Permítanme detenerme en este último título para tratar de responder a la pregunta de arriba. Alguna vez he dicho que cualquier persona con un nivel cultural medio puede pergeñar un texto aceptable; lo que define al escritor es la constancia -no basta con que suene la flauta- y sobre todo la capacidad para discernir entre lo que vale la pena y lo que, de entre sus escritos, peca de banal, de sensiblero, de torpe o intrascendente. Es decir, no se trata tanto de saber crear, como de saber tirar. No sé por qué, creo que los grandes maestros escriben más con la papelera que con la pluma.
Luis Gordillo, pintor de indiscutible significación, se presentó ante la prensa como "un analfabeto poético". Llegó incluso a despreciar a Cernuda, tildándolo de cursi: unas declaraciones que han ofendido mucho a algunos cernudianos, pero que yo entiendo como una maniobra de distracción, una boutade. Es evidente que estaba ensayando una peculiar captatio benevolentiae, sugiriendo que lo leyéramos como pintor que escribe, y no con la vara de medir poemas al uso. Legítima reclamación que no evita llegar a una conclusión: Gordillo ha escrito cosas brillantes y cosas insignificantes; a un aforismo feliz le sigue una ocurrencia más pobre, y todo se mezcla en una elegante y despreocupada promiscuidad.
Estas carencias de la edición están justificadas, no obstante, por un hecho: Luis Gordillo no es un mindundi, sino un artista plástico de primera línea.
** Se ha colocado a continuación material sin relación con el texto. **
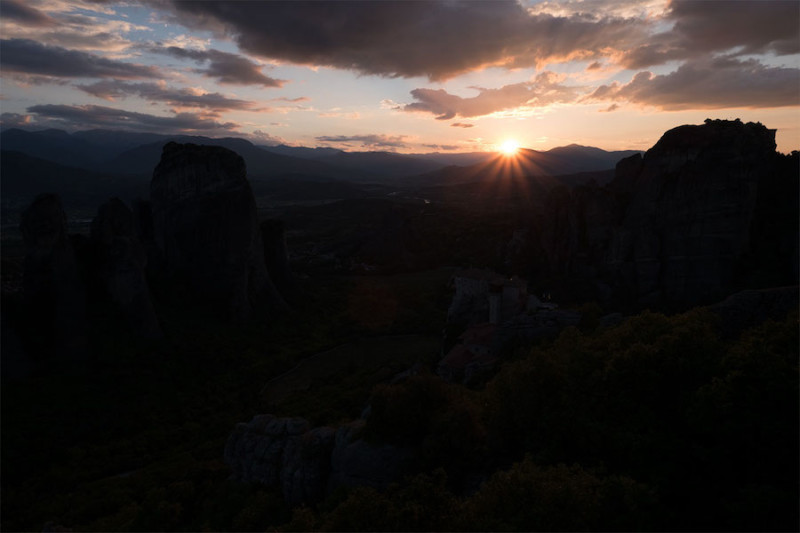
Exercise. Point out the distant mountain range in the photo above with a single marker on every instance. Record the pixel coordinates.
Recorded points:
(121, 163)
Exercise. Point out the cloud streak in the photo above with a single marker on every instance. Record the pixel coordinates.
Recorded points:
(367, 141)
(438, 39)
(30, 57)
(223, 66)
(92, 116)
(543, 91)
(709, 84)
(703, 28)
(159, 92)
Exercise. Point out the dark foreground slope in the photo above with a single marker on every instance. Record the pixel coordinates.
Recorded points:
(708, 210)
(326, 415)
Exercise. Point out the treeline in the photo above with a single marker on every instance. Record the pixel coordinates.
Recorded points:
(657, 424)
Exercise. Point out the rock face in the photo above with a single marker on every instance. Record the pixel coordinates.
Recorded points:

Y hasta sus escritos más flojos complementan y enriquecen, de un modo u otro, una obra que merece la admiración de muchos. Hasta como simple curiosidad tiene su valor. Claro que no todos somos Luis Gordillo: por si acaso, mejor tener siempre a mano el rotulador rojo, la voraz papelera, o mejor aún, la chimenea redentora, para arrojar en ella todo eso que se interpone obstinadamente entre nosotros y la buena literatura.